Example  7: Preparation of tablet

Eperisone containing tablets were prepared using the ingredients and contents listed in Table 3 below. Specifically, epherisone hydrochloride (Dong Bang Ftiel, Korea) was mixed with lactose, microcrystalline cellulose and corn starch. At this time, the main component was mixed after passing through a 30 mesh circular body so as to be evenly mixed. Separately, povidone was added to purified water and stirred to dissolve. Then, phosphoric acid was added to form a binding solution, which was then added to the mixture containing epherizone hydrochloride and coalesced to prepare an association. The union was dried at 60 ° C. to remove moisture and sintered into 30 mesh prototypes to produce wet granules. After further mixing microcrystalline cellulose and corn starch in the wet granules, talc and magnesium stearate were added and finally mixed. The final mixture was compressed into tablets using a tablet press (GRC-18, Sejong Pharmatech) to prepare a tablet.

Examples 8 and 9: Preparation of Tablets

Eperisone containing tablets were prepared using the ingredients and contents listed in Table 3 below. In this case, except that the amount of phosphoric acid added to the binding liquid in Example 7 was used in the same manner as in Example 7 to prepare a tablet.

 Raw material name Amount (mg) Example 1 Example 7 Example 8 Example 9 inside
Granules  Eperisone Hydrochloride 50 50 50 50  Lactose 15 15 15 15 Microcrystalline cellulose 7 7 7 7  Corn starch 5 5 5 5  Povidone 4 4 4 4  Phosphoric Acid 5 1.25 2.5 10  Purified water 30 30 30 30 Add
Granules  Microcrystalline cellulose 5 5 5 5  Corn starch 5 5 5 5  Talc One One One One  Magnesium stearate One One One One Sum 98 mg 94.25 mg 95.5 mg 103 mg

Example  10: Preparation of Tablet

Eperisone containing tablets were prepared using the ingredients and contents listed in Table 4 below.
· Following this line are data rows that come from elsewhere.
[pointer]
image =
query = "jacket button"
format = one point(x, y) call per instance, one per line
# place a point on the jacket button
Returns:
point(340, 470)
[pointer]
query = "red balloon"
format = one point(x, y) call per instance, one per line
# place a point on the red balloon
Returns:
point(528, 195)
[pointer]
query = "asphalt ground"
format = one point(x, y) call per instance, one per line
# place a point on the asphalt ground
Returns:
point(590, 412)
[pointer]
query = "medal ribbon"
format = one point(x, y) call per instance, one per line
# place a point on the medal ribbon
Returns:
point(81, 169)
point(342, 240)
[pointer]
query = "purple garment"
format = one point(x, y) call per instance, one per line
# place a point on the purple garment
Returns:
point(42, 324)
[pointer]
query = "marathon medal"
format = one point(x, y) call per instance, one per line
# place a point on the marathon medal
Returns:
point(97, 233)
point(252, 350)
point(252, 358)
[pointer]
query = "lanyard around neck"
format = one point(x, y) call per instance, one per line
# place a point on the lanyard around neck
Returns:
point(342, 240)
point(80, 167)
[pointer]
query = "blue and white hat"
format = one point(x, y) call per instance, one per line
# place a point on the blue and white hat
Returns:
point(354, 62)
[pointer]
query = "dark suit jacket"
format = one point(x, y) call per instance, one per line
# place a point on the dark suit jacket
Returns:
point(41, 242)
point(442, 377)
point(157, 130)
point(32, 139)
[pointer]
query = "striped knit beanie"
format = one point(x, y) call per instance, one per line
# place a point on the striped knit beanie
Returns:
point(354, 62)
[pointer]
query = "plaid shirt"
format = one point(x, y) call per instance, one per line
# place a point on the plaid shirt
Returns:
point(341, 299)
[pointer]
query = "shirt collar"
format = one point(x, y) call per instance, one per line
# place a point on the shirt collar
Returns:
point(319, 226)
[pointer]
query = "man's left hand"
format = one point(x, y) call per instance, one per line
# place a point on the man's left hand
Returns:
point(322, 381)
Specifically, epherisone hydrochloride (Dong Bang Ftiel, Korea) was mixed with lactose, microcrystalline cellulose and corn starch. At this time, the main component was mixed after passing through a 30 mesh circular body so as to be evenly mixed. Separately, povidone was added to purified water, followed by stirring to dissolve. Alginic acid was added to the mixture to form a binding solution. The union was dried at 60 ° C. to remove moisture and sintered into 30 mesh prototypes to produce wet granules. After further mixing microcrystalline cellulose and corn starch in the wet granules, talc and magnesium stearate were added and finally mixed. The final mixture was compressed into tablets using a tablet press (GRC-18, Sejong Pharmatech) to prepare a tablet.

Examples 11 and 12 Preparation of Tablets

Eperisone containing tablets were prepared using the ingredients and contents listed in Table 4 below. In this case, except that the amount of the alginic acid added to the binding solution in Example 10 was used in the same manner as in Example 10 to prepare a tablet.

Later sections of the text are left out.